Some of the slapstick up to this point might seem stupid or merely silly, but the caper part of the picture actually plays out quite ingeniously. Matthews doesn't know about the two Frenchmen, and they don't know the full extent of his plan. They think they're taking the loot under the Brain's nose, but they end up actually facilitating his scheme, without his knowing it. The payoff is his moment of confusion when he triumphantly enters the captured car ("Now you'll see why they call me the Brain!") only to find it thoroughly looted. Arthur and Anatol feel the same when the sacks of money they thought they'd tossed to a safe place vanish. They've actually put them right into the hands of Matthews's assistants, who shock Matthews himself by informing him that they've got all the money he thought was gone. There are more twists to come, but all bets are off while the Frenchmen's ingenious stupidity makes them wild cards in the three-way game involving Matthews, Scannapieco and the police.
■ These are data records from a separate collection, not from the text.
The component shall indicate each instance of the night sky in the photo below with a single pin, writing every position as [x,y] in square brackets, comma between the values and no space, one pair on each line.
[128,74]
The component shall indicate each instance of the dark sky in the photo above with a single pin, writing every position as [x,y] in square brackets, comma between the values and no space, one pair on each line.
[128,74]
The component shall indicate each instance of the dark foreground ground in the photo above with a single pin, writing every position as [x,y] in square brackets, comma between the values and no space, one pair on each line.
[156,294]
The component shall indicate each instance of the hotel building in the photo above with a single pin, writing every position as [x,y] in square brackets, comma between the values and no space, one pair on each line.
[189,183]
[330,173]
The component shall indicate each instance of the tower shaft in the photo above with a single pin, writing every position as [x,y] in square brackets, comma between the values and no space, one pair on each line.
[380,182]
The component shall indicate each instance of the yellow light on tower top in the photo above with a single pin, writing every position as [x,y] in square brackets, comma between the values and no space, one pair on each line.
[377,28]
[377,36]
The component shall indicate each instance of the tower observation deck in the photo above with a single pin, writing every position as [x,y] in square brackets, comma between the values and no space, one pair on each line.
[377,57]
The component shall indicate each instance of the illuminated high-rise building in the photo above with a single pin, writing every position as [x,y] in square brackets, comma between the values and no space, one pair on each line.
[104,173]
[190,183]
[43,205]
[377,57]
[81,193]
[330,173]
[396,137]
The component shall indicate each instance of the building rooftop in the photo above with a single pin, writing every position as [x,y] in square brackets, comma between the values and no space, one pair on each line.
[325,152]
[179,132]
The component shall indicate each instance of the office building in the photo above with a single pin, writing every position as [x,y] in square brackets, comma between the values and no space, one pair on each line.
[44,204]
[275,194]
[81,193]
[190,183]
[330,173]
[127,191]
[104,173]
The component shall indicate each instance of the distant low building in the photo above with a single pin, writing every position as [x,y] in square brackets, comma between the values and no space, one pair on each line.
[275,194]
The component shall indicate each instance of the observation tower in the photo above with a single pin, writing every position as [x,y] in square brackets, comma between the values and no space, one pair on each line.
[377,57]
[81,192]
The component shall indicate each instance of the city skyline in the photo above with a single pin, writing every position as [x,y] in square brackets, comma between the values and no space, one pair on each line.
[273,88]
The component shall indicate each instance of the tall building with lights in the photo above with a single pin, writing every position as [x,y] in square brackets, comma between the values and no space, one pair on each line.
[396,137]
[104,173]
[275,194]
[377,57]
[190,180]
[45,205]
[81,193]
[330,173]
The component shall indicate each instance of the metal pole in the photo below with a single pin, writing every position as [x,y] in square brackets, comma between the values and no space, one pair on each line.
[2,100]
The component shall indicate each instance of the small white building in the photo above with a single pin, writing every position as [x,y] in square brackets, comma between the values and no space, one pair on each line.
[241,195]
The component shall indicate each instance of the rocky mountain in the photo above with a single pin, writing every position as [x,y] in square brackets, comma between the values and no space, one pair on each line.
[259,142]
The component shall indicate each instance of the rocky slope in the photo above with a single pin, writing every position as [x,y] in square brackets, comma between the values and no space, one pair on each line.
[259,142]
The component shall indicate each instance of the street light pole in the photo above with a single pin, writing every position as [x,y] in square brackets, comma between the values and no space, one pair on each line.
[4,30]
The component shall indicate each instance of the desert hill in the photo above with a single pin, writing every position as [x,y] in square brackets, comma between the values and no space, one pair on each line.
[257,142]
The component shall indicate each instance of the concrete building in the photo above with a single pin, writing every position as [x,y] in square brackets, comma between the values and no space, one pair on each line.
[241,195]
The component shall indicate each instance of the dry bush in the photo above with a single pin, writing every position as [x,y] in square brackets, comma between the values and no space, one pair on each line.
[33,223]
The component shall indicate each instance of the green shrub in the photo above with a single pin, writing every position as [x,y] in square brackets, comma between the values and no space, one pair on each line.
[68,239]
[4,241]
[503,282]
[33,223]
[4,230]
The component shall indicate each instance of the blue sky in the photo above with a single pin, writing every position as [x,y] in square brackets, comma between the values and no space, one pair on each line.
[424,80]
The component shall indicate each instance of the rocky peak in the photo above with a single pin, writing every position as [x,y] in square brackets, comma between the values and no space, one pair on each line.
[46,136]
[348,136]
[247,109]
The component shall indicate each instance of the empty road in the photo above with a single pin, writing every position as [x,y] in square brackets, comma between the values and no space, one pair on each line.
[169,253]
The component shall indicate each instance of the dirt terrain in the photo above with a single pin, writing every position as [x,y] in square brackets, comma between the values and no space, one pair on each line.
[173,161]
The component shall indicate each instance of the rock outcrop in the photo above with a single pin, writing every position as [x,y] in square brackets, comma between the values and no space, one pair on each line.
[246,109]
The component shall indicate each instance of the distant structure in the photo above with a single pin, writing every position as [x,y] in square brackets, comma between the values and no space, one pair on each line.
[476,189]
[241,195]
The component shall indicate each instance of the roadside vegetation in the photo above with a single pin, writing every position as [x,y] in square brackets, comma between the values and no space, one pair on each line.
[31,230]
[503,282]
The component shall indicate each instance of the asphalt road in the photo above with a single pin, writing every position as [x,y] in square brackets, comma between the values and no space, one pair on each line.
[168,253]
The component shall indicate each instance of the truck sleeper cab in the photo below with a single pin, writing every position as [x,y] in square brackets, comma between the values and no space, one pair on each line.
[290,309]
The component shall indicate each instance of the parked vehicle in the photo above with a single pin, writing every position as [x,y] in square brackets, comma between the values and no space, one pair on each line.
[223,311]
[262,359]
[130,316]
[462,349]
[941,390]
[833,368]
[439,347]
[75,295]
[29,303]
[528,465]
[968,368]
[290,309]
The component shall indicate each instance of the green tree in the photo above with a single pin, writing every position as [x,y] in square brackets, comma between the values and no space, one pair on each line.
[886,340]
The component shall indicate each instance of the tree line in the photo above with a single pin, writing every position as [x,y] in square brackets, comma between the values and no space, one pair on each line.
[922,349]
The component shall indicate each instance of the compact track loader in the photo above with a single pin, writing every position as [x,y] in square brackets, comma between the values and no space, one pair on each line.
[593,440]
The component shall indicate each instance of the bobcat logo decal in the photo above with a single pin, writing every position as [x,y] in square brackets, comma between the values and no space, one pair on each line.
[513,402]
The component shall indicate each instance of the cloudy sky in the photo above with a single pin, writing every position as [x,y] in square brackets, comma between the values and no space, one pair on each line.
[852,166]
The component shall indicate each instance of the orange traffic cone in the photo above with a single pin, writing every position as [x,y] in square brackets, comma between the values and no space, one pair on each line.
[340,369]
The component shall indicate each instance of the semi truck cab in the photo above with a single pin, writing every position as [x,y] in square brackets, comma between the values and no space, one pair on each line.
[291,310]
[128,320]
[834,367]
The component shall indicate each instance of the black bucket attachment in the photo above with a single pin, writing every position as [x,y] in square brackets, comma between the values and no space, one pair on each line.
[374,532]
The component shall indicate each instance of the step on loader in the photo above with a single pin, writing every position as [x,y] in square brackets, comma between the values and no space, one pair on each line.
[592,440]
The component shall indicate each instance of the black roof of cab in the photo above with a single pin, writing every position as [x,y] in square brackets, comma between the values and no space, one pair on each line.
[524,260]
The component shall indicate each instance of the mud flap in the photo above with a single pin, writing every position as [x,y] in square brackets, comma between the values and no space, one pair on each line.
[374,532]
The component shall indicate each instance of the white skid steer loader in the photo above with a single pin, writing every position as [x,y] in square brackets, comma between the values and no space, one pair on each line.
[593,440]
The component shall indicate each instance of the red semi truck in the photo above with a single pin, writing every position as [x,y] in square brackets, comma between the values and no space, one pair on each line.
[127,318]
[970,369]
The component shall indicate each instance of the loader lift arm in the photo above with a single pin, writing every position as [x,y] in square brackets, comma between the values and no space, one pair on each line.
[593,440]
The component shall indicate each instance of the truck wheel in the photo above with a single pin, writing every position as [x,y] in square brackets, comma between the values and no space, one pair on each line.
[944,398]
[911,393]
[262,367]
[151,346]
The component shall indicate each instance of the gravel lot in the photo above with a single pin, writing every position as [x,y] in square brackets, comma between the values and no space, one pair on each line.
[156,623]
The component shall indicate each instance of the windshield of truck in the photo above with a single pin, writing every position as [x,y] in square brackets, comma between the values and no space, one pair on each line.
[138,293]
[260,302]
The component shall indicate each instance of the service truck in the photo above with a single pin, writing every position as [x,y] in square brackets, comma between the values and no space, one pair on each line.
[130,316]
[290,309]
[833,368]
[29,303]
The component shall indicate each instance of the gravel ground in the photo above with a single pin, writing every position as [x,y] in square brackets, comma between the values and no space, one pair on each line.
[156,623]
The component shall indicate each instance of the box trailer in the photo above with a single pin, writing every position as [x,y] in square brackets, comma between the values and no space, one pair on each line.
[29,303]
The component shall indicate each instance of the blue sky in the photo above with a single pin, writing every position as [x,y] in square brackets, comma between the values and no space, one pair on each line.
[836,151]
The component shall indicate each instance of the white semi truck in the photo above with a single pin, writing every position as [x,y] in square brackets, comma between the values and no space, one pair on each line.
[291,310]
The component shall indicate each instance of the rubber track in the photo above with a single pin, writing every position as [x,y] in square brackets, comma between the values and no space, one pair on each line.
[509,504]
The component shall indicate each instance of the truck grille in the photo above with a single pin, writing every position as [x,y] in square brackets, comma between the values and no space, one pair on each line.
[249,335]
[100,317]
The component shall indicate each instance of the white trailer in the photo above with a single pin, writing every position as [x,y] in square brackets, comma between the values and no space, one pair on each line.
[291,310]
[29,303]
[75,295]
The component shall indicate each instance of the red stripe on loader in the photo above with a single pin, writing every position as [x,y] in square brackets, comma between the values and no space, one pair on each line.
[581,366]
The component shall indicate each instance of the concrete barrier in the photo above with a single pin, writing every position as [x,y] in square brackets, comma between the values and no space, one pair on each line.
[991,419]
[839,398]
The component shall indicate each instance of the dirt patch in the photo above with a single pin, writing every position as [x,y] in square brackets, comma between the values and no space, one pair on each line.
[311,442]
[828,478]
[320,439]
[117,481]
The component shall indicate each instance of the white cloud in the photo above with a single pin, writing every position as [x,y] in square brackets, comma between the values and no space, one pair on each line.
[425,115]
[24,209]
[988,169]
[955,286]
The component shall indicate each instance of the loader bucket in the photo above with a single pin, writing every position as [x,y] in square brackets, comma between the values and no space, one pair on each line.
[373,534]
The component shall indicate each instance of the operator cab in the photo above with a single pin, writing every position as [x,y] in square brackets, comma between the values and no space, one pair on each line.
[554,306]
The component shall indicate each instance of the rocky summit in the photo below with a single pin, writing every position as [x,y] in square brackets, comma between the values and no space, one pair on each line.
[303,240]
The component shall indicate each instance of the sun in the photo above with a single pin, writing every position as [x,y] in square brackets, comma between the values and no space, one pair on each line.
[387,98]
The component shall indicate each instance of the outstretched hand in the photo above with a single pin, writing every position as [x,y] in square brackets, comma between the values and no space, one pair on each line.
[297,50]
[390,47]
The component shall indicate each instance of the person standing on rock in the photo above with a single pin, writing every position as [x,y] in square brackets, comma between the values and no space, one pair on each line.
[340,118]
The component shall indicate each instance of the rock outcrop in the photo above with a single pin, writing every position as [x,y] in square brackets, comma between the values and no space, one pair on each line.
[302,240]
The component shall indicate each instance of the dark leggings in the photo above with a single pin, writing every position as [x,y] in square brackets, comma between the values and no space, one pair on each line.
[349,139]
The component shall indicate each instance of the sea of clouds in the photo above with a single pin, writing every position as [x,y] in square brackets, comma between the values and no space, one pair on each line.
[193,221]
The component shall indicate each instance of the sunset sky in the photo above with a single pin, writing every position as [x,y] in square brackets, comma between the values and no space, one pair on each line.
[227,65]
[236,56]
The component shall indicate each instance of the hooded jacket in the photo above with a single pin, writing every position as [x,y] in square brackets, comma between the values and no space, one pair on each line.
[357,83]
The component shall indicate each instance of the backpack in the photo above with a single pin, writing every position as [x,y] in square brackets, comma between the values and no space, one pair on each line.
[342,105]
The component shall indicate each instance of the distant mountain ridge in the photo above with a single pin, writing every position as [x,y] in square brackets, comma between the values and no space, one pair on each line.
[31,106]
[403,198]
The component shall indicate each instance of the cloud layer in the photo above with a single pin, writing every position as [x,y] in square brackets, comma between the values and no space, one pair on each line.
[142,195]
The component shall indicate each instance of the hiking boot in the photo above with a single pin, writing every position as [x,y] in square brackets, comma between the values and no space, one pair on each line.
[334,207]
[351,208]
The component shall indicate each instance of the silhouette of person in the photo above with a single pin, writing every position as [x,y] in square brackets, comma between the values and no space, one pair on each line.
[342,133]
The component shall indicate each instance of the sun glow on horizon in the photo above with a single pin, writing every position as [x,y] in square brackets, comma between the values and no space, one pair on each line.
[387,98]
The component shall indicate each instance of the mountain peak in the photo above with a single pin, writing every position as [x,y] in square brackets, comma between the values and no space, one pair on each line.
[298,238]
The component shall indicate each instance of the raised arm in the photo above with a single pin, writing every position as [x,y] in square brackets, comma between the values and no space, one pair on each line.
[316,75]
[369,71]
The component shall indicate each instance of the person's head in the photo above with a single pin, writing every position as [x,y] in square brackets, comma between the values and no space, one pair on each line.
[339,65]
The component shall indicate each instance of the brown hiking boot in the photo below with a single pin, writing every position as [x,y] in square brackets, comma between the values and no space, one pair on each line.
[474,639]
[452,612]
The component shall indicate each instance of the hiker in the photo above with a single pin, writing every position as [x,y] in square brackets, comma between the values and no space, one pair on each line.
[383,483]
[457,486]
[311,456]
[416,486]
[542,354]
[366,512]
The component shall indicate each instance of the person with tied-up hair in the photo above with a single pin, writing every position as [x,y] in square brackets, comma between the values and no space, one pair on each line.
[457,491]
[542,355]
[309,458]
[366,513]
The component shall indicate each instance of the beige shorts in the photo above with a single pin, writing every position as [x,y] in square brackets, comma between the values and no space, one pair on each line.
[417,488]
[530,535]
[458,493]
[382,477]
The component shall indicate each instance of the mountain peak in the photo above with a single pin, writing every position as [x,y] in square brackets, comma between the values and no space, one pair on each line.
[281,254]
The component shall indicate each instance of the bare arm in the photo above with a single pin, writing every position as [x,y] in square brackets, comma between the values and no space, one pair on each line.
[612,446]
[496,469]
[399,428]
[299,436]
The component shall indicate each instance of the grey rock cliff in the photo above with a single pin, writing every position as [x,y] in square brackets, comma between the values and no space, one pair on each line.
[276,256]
Oury is perhaps too obviously trying to top the scale of Mad Mad ... World in his big finale, which finds Belmondo trapped in a scale-model Statue of Liberty being hauled on board a ship bound for the U.S. as an American style marching band marks the occasion and a huge crowd sees the ship off. You can see symbolism in the Statue as both a womb of money (the bottom drops out with Arthur and the loot inside) and a force for destruction (the torch arm smashes its way into a store when the truck carrying the statue gets embroiled in a car chase), but the absurdity of the imagery transcends any potential political analysis. The Brain doesn't really have anything to say about NATO or international affairs. Oury and his game cast are simply out for laughs. To my ears, Niven performs his own French dialogue; I'm less sure about Wallach, but if it isn't him it's a plausible impersonation. Belmondo is in pure clown mode here, giving the sort of performance George Clooney gives in Coen Bros. movies. To my surprise, not even in the longer French version is there any hint that matinee-idol Belmondo might rival Niven, more than 20 years his senior, for the affections of the sultry Monti. It's all about the money for Arthur, as it is at the end for the mob scrambling for the bills falling from Lady Liberty's bottom. Once The Brain showed that it had a brain I found that I could tolerate its cruder comedy quite well. It may strike others as simply dumb, but it offers enough dumb fun and colorful spectacle for me to recommend it to international comedy fans and slapstick enthusiasts.